Today we started a two day session focused on an Introduction to Entrepreneurship. Entrepreneurship, as our instructor Prof. Nov explained, is the practice of accepting the risk of starting and running a business. There are pros and cons involved when venturing into entrepreneurship. Some advantages of being an entrepreneur include more control, flexibility, and a salary that is based on achievement with significant potential to grow. Alternatively, disadvantages of being an entrepreneur include uncertainty work schedules, salary and administrative issues, and competition from rival companies. Necessarily, entrepreneurs must be self-sufficient, self-directed, extremely motivated, and be able to make informed judgments.
At the heart of entrepreneurship is the foundation of the entrepreneur’s ideas, detailed in a business plan. This document describes the purpose of the intended business, its goals, client base, organization, marketing strategies, and financial projections. Professor Nov stressed that during the process of formulating a business plan an entrepreneur must carefully handle several competing forces at work.

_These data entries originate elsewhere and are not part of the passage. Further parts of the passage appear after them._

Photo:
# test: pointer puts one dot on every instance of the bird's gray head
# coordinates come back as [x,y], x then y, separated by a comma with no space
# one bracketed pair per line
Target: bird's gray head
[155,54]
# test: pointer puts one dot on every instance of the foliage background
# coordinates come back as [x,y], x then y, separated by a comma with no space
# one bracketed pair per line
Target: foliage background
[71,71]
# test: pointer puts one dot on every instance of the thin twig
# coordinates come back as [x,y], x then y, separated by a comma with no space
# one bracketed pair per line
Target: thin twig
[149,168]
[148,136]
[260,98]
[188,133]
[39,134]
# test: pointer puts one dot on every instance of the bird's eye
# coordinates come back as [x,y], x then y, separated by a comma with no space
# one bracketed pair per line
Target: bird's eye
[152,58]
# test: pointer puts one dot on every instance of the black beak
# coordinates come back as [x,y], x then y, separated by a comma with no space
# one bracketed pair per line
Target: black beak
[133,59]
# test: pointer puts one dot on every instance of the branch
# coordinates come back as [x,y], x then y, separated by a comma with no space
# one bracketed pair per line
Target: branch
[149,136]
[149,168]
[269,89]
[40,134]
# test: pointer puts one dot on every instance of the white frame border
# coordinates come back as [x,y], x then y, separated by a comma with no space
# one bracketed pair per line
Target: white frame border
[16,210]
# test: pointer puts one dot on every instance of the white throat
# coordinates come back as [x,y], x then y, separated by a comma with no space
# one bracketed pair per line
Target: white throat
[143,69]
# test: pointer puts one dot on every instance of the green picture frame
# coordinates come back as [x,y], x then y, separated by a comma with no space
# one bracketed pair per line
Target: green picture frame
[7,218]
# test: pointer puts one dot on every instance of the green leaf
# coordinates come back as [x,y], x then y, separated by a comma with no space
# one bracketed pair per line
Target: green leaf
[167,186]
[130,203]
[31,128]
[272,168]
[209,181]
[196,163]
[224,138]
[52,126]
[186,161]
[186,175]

Known as Porter’s five forces, they include the degree of existing rivalry, the threat of potential entrants, the bargaining influence of suppliers and buyers, and the effect of substitutes and complements on the success of the business.
Also noteworthy is the importance of realizing that many well established corporations have flourished on the founding ideas of other individuals, those who are known as first movers. While first movers may be unsuccessful to a certain extent in growth of their business, followers can build upon their ideas and make the necessary adjustments to create a vision for a business that may far exceed the national and international influence of its predecessor.
Lastly, this entrepreneurship module pointed out that timing is key in the development of a business. Customer needs, availability of complementary products and/or services, the presence of competitive threats to the product, and ability to withstand early losses and just some of the fundamentals factors that must be considered when determining the best time to venture into business.
In the morning session, we learned several core concepts of entrepreneurship, for example, how to develop a business plan for a new product or service. In the afternoon, we worked in teams of three each to consider creation of a product and its corresponding business plan. Each team of teachers ended the day by pitching their idea to the rest of the teachers. Our team (Dwight, Peter, and I) enjoyed exchanging new product ideas and finally agreed on an eco-friendly product “ceiling greens”, a micro-controlled, self-sustaining, garden systems for inside the home. Our business plan included an executive summary, goals for our product, and a description of how the product works. We performed a market analysis to identify potential customers and competitors. Finally, we also developed sales and cost projections to help decide if our would be profitable and of interest to potential investors and other stakeholders.